I was thinking of expanding upon this topic at a later time because of how many people complain about their jobs more than anything. It is understandable! We spend 33% of our days, on average, in the workplace. If we are unhappy for 33% of our days and spend that time just waiting for the other 67% to come, we might as well try to make that 33% of time more satisfying.
Now, to begin, I do not hate my job, personally, but there WAS a time when I could not bear it.
So, what changed? My position? My company? Nope.
The answer is… I did.
Some of you may think your situation is unique. If anyone else had your job, they would hate it too, and there is no way your job can be as bad as theirs. Everyone’s experiences are relative so how can we possibly compare? What may be a great experience for you, may be a terrible experience for me. However, the one thing I think we can all settle on is having the feeling of dread getting ready for work in the morning, feeling that drop in your stomach when you realize it’s Sunday and Monday is creeping behind, or watching the clock with anxiety, frustrated that the time will not hurry the heck up!
If we can agree on all of those emotions, I think it is fair to say we all share in this experience.
Today, I am free from the feeling of dread in the morning, enjoy my sits in traffic to work and home, and I do look at the clock but I no longer curse that slow ticking hand.
I know it might sounds crazy but it also sounds pretty good, right? The good things is everyone has the capability of doing the same, but WE need to change!
So, Alex, that’s great and all but HOW do I change?
Good question. The solutions will vary depending on the person, but all I can share is what I did to change my perspective and ultimately changed my life.
This change came primarily with the adoption of two simple concepts: Self-awareness and Gratitude.
Making these a HABIT is critical in changing your way of thinking and your attitude towards everyday life.
First, having the self-awareness to understand the moments in the day that prompt a certain emotion is critical to making a change. Oftentimes we can all get caught up in this auto-pilot mode, where we react without reason.
For example, when I get a message from a frustrated, rude client who hurts my feelings, my initial, auto-pilot reaction is to tell them off and prove my point. However, this would indicate a lack of self-awareness. My self-aware self then brings reason into the equation. In this moment, I stop, reflect on the emotion I am feeling, which words exactly triggered this emotion, and be proactive about what the client’s response would be if I said something as a reaction rather than a reasoned response. Here, we might want to think twice. At the end of this reflection, most likely, I would resolve to keep it polite and professional. Here, I did not risk my reputation in the matter and felt I was the bigger person in the moment. Simply, “Not a problem. Have a nice night.” Not much too feel bad about after that response, huh?

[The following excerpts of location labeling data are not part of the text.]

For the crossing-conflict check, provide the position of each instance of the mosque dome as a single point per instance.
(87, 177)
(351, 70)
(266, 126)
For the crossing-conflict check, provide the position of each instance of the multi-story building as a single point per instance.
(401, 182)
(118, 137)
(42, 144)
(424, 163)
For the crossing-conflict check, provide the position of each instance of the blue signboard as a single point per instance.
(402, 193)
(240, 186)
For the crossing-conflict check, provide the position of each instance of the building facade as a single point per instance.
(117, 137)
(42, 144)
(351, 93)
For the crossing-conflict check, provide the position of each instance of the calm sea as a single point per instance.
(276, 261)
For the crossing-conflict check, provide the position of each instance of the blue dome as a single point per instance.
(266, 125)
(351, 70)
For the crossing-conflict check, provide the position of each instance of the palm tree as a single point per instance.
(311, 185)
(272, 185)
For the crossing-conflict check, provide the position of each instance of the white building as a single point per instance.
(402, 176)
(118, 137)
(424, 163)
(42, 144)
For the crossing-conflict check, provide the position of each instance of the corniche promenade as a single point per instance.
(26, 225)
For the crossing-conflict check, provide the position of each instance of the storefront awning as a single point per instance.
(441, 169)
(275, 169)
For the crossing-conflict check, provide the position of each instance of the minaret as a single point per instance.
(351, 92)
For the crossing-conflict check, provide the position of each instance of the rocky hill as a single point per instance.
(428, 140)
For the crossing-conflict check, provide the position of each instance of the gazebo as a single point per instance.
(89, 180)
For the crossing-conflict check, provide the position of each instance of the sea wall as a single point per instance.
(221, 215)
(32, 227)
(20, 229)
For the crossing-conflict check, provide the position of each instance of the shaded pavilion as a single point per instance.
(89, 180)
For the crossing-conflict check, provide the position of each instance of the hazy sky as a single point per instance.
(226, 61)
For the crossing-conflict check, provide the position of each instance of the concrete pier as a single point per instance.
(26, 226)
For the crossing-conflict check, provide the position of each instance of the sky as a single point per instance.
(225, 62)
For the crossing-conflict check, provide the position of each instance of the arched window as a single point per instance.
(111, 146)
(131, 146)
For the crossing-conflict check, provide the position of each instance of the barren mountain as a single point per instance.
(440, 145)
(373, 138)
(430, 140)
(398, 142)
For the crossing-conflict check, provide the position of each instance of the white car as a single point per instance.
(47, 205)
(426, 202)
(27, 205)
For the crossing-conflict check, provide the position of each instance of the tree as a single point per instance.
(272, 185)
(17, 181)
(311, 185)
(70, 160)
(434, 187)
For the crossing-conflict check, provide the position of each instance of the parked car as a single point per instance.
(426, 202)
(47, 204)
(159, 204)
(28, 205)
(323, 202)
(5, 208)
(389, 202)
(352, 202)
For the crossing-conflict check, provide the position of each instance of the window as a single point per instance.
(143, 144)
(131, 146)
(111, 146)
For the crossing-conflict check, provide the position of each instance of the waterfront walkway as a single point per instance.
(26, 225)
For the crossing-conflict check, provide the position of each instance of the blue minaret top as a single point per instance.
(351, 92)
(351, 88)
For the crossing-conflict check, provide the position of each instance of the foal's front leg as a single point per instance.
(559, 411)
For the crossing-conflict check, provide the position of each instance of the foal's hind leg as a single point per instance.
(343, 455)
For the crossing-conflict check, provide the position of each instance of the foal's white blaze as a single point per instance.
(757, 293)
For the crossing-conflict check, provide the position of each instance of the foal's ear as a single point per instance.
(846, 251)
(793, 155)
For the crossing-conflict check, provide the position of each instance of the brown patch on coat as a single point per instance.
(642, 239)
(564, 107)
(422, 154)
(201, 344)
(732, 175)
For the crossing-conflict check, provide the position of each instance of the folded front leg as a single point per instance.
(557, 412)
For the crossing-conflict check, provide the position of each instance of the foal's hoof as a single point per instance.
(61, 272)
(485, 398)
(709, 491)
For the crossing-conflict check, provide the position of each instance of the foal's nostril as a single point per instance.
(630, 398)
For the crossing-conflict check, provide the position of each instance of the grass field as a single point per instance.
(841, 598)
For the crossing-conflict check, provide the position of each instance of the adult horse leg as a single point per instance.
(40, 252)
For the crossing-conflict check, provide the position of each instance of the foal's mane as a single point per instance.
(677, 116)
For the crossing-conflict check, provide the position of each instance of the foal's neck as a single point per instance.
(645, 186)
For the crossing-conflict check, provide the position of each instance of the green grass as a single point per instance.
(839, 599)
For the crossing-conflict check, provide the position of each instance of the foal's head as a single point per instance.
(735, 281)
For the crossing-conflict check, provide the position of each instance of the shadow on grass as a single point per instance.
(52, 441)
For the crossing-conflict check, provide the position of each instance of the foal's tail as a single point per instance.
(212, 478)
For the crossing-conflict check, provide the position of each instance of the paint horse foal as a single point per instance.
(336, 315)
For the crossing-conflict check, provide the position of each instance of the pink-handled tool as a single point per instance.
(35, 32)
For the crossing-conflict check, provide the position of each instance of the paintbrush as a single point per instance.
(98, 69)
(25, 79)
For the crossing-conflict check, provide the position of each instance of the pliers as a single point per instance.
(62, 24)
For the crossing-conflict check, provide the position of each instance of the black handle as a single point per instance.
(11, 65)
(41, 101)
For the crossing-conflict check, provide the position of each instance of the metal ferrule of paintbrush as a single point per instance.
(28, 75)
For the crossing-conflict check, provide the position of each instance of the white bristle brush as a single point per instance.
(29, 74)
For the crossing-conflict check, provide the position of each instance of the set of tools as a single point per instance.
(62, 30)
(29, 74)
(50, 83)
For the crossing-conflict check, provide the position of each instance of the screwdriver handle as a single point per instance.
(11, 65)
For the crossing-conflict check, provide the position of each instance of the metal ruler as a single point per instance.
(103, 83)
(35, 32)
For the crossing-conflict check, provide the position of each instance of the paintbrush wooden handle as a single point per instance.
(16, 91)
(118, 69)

The assessment of our emotions and our TYPICAL reactions to these emotions allows for us to make adjustments. How could we ever change our behaviors if we are never aware of them in the first place?
To assist in my quest for better self-awareness, I began journaling. While journaling, we are able to express our emotions on paper and read them back. Hmm, why did I feel that way? What can I do in my control to improve my reaction to this event that made me feel this way? Journaling provides us with an avenue to take a deeper dive to get to know ourselves better.
Second, gratitude. There is a Tony Robbins saying that I’m sure I have mentioned before, which I will paraphrase here. “It is impossible to feel sadness while also simultaneously expressing gratitude.” No matter how terrible a job might be, there is SOMETHING in this life I am sure you can find to be grateful for in those moments of frustration with your boss, annoyance with your co-worker, or confrontation with your client.
When you notice the feeling of worry or anxiety in the workday, think of that one person or thing that brings you joy and purpose for being alive and say, “Thank you.” That moment of anxiety just changed to joy by just doing that, if only for a brief moment. But, imagine how the accumulation of all of these brief moments of joy would improve your overall day experience.
Don’t allow for those 33% hours to be wasted in feelings of owe and frustration. Make something out of it! Again, this is a habit we are trying to establish within ourselves. So, the consistent and constant practice of self-awareness and gratitude will be crucial in the success of this how-to. Try these tips out every day for the next 30 days, and see if you notice a difference! Feel free to comment with your results. Enjoy!